BACKGROUND OF THE INVENTION
This present disclosure relates to systems that allow attic ventilation while preventing infestation by unwanted and destructive animals. Attic areas need to be properly vented to prevent mold, moisture, ice, or other problems from stagnant air. There are a few different types of vents typically implemented, such as gable vents, soffit vents, individual roof vents (powered or unpowered), or ridge vents. Each type of vent has its own benefits and drawbacks. Ridge vents are common, where a gap along the peak of the roof is covered by a long vent structure that allows air to escape while keeping rain and debris out. Pests, such as mice, rats, squirrels, and other unwanted animals will seek and exploit any weakness in the exterior of a structure to get shelter from the elements. An attic structure is an ideal location for nesting, due to its protected nature, relatively stable temperature, and available material for bedding. Pests living in an attic space damage the home and allow the buildup of animal waste products, including potential egress into the living space of the home, where the pests can endanger the occupants. A common method for preventing entrance into the structure is to remove the entire ridge vent, secure metal mesh over the existing gap, and then reapply a new ridge vent. This poses several problems, including finding matching shingles, and material cost, and labor cost. An improved protection system is needed.
SUMMARY OF THE INVENTION
The present disclosure describes a barrier system that is installed around an existing ridge vent or with a new ridge vent. The system is formed by a stiff perforated material (typically metal) that is impervious to chewing and destruction by common pests. The system completely surrounds the perimeter of the existing ridge vent. The system includes elongate edge barriers and end caps. The edge barriers have a lower planar portion that is affixed to the roof directly. The lower planar portion extends to an offset portion that bridges the gap between the roof surface and the top surface of the ridge vent. An upper planar portion extends from the offset portion to overlay and hold down the top surface of the ridge vent. As installed, the upper planar portion exerts pressure on the top surface of the ridge vent near the edges. An optional top surface cover extends between opposing elongate edge barriers and end caps to completely cover the top surface of the ridge vent. The optional top surface cover is held down by the elongate edge barriers and end caps. Two different styles of end caps may be incorporated, based on the original installation of the existing ridge vent. If the ridge vent end is flush with the gable end of the roof, the end cap used has a single bend and the vertical portion is affixed to the gable end. If the ridge vent stops short of the roof edge, a set-back end cap has a lower planar portion, an offset portion, and an upper planar portion, similar to the elongate edge barrier. The set-back end cap may have a series of cuts that extend through the lower planar portion and the offset portion to allow the end cap to conform to the curvature of the roof peak and terminal edge of the existing ridge vent.

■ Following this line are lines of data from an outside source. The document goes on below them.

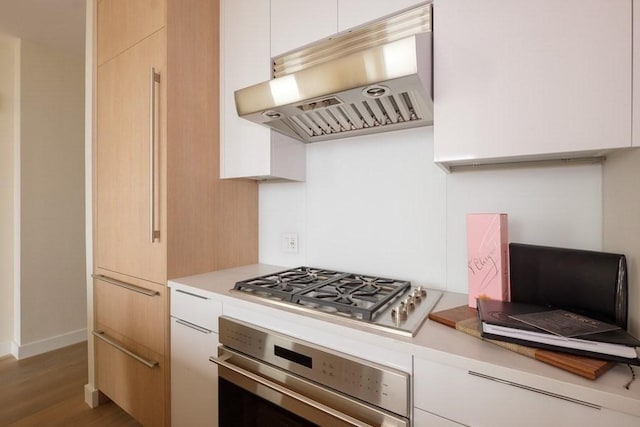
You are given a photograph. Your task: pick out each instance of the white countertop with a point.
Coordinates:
(445, 345)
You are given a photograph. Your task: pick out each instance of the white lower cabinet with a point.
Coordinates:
(194, 379)
(475, 399)
(426, 419)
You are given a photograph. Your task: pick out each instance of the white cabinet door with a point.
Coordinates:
(247, 150)
(194, 379)
(426, 419)
(518, 79)
(352, 13)
(636, 73)
(295, 23)
(479, 400)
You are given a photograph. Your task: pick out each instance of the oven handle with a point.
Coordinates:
(222, 361)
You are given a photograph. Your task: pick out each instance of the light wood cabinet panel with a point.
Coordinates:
(135, 387)
(204, 223)
(136, 313)
(516, 80)
(123, 23)
(123, 170)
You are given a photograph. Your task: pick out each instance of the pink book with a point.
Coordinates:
(487, 257)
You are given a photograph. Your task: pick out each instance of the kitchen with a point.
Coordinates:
(384, 191)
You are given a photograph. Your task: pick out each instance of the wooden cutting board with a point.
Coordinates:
(465, 319)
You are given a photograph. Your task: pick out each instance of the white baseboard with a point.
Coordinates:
(5, 348)
(91, 396)
(48, 344)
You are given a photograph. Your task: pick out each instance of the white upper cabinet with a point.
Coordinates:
(248, 150)
(295, 23)
(352, 13)
(518, 80)
(636, 74)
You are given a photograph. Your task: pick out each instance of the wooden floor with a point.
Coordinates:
(48, 390)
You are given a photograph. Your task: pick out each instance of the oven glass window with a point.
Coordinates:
(239, 408)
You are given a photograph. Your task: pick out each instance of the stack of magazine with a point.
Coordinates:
(556, 329)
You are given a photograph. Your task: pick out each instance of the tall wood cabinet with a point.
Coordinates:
(160, 209)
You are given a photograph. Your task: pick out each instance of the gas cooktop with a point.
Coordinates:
(387, 304)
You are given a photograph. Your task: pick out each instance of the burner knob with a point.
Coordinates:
(409, 303)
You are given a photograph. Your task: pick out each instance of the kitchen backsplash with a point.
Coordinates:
(378, 204)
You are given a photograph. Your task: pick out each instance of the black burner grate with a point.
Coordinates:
(362, 296)
(285, 284)
(355, 295)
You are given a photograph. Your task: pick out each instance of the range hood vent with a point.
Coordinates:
(373, 78)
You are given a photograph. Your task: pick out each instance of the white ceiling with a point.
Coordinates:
(55, 23)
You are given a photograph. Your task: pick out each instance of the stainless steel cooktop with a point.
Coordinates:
(386, 304)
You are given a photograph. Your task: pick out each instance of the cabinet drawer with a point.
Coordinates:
(131, 312)
(196, 307)
(426, 419)
(475, 399)
(194, 379)
(135, 387)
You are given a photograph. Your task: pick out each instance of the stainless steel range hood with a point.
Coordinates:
(374, 78)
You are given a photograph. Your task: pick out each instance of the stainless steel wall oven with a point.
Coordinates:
(269, 379)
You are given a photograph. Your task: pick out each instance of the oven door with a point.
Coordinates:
(252, 393)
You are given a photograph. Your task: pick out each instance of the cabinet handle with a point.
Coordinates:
(155, 78)
(134, 288)
(146, 362)
(190, 294)
(192, 326)
(535, 390)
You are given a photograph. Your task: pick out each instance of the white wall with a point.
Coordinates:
(378, 204)
(622, 221)
(52, 280)
(8, 81)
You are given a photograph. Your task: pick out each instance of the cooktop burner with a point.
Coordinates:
(382, 302)
(361, 296)
(286, 284)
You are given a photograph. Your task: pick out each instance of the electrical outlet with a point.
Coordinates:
(290, 243)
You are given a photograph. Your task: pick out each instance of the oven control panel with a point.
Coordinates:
(382, 386)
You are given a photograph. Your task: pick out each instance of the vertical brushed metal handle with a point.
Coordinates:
(155, 78)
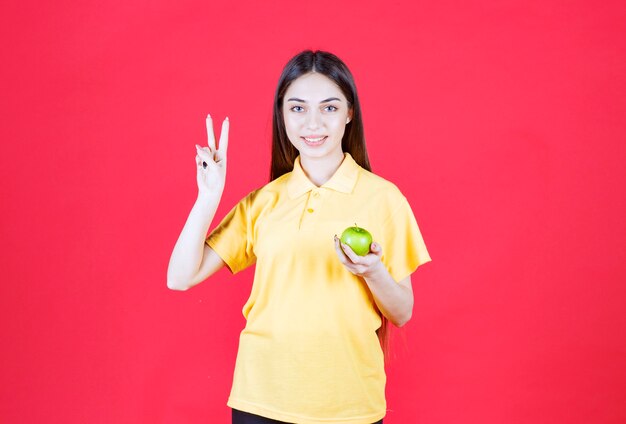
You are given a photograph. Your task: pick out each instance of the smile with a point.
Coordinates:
(314, 140)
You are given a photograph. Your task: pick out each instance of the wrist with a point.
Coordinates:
(376, 272)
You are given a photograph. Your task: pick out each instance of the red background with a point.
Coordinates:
(502, 122)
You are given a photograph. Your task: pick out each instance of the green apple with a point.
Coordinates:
(359, 239)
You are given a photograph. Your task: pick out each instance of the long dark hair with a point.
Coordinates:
(284, 153)
(329, 65)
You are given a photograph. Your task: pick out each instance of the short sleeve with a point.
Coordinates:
(402, 243)
(232, 239)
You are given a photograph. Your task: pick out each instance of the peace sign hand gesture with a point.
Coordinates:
(211, 162)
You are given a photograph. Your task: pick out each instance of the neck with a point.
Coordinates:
(320, 170)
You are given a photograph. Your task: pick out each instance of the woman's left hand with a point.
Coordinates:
(363, 266)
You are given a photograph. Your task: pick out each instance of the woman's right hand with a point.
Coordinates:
(211, 179)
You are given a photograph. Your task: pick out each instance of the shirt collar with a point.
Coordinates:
(343, 180)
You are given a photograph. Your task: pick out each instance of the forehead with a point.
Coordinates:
(314, 87)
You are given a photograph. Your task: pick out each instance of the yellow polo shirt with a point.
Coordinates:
(309, 351)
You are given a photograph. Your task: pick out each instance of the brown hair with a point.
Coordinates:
(284, 153)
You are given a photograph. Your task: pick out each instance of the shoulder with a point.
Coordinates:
(266, 195)
(379, 188)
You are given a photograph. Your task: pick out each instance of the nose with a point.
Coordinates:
(314, 119)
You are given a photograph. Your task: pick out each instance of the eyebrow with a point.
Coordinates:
(330, 99)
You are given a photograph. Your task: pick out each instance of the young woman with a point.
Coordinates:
(312, 350)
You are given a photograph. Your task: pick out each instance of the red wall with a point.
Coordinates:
(502, 122)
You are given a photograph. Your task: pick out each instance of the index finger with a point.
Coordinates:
(224, 137)
(209, 131)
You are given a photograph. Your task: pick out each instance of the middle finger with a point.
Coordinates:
(209, 131)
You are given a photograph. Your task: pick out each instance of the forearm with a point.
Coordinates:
(188, 251)
(392, 299)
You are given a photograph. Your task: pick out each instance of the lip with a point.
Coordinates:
(319, 139)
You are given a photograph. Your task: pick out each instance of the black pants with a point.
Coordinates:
(240, 417)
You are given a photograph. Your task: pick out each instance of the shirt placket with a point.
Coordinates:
(311, 208)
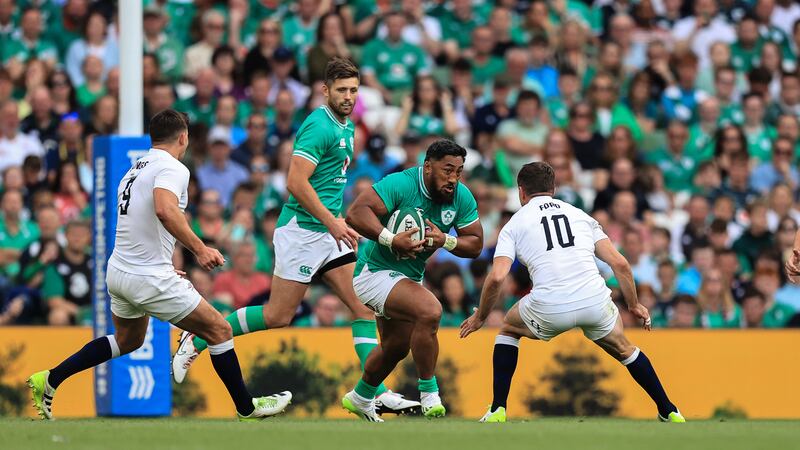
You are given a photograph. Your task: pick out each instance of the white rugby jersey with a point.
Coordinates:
(556, 242)
(143, 246)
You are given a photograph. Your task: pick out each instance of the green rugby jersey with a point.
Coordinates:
(328, 143)
(407, 189)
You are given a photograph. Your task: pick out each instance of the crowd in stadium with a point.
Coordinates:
(674, 123)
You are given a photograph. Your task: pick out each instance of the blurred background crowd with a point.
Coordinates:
(673, 122)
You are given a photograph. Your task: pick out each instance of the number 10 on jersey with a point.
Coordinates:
(559, 221)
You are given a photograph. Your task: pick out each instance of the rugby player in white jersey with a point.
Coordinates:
(142, 281)
(557, 243)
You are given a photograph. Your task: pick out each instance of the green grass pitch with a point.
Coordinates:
(286, 433)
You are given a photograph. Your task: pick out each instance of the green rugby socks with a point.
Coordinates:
(243, 321)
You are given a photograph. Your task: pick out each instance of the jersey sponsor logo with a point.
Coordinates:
(447, 216)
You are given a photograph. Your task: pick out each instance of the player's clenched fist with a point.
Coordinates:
(210, 258)
(405, 246)
(640, 312)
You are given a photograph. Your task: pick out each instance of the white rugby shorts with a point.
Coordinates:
(596, 319)
(167, 297)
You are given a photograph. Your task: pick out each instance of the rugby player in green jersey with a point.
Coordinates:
(312, 239)
(388, 276)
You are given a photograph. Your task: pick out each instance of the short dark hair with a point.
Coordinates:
(444, 147)
(339, 68)
(167, 125)
(537, 177)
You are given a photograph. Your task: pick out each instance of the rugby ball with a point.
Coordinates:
(405, 219)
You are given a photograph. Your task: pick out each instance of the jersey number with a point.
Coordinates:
(570, 238)
(126, 198)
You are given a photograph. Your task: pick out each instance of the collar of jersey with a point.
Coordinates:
(422, 184)
(333, 118)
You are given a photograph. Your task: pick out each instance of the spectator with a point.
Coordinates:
(223, 61)
(200, 107)
(677, 167)
(160, 97)
(757, 237)
(780, 170)
(767, 279)
(14, 144)
(759, 136)
(331, 42)
(488, 117)
(71, 200)
(166, 48)
(737, 185)
(622, 178)
(753, 309)
(70, 146)
(391, 64)
(520, 139)
(42, 122)
(256, 103)
(225, 121)
(219, 171)
(265, 251)
(485, 65)
(283, 66)
(696, 229)
(326, 312)
(198, 56)
(608, 112)
(540, 71)
(428, 111)
(93, 86)
(300, 29)
(667, 274)
(702, 29)
(745, 52)
(717, 308)
(29, 44)
(241, 281)
(258, 59)
(701, 261)
(39, 254)
(95, 42)
(16, 232)
(67, 281)
(455, 301)
(684, 313)
(645, 269)
(256, 142)
(284, 126)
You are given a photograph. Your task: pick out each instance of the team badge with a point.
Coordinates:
(447, 216)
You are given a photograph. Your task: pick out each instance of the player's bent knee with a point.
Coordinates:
(128, 343)
(280, 321)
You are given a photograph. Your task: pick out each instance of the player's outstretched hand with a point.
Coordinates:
(472, 324)
(640, 312)
(210, 258)
(434, 238)
(405, 246)
(342, 232)
(793, 266)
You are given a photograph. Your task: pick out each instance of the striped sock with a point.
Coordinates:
(365, 338)
(243, 321)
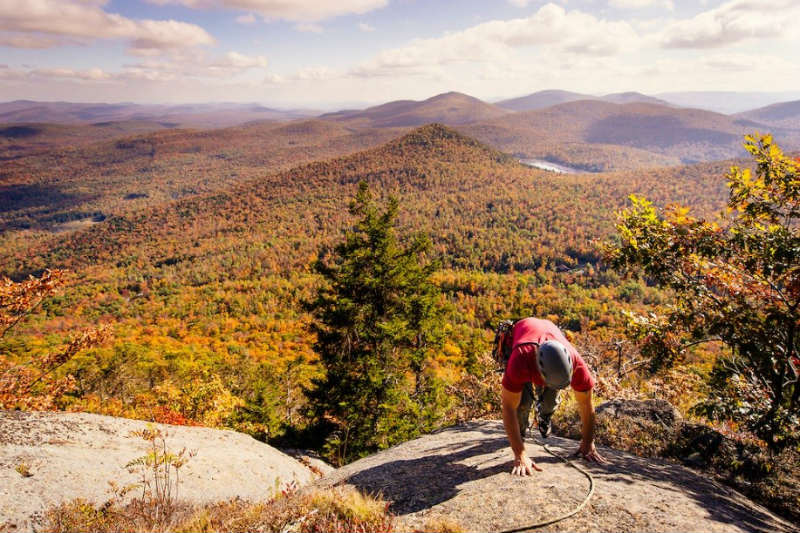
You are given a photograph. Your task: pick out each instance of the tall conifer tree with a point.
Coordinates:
(378, 322)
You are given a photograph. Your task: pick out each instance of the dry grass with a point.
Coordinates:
(333, 510)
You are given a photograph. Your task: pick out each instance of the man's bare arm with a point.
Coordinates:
(523, 466)
(586, 410)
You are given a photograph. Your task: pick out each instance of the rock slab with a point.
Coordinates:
(462, 474)
(71, 455)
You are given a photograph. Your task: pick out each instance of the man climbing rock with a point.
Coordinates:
(540, 355)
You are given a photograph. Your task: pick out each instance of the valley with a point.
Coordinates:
(197, 247)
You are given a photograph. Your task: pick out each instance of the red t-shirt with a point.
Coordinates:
(521, 366)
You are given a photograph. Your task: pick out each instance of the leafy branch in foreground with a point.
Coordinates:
(736, 280)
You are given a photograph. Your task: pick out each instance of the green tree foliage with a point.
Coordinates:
(378, 324)
(737, 280)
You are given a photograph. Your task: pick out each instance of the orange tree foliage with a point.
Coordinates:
(736, 280)
(205, 292)
(33, 384)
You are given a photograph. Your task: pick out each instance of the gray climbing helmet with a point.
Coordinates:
(554, 364)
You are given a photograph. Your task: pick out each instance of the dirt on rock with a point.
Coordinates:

BRIEF DESCRIPTION OF THE DRAWINGS
A preferred embodiment of this invention has been chosen wherein:
FIG. 1 is a top isometric view of the system as installed onto a ridge vent that is flush with the gable end of a roof;
FIG. 2 is a top isometric view of the system as installed onto a ridge vent that is set back from the gable end of a roof;
FIG. 3 is an end section view of the system as installed onto a ridge vent and including a top barrier;
FIG. 3a is an end section view of the system as installed onto a ridge vent;
FIG. 4 is an end view of the edge barrier shown in FIG. 1 in the uninstalled state;
FIG. 5 is an isometric view of the edge barrier shown in FIG. 4;
FIG. 6 is an isometric view of the flush end cap as shown in FIG. 1;
FIG. 7 is an isometric view of a set-back end cap;
FIG. 8 is an isometric view of a top barrier; and
FIG. 9 is partial view 9 of the system shown in FIG. 3.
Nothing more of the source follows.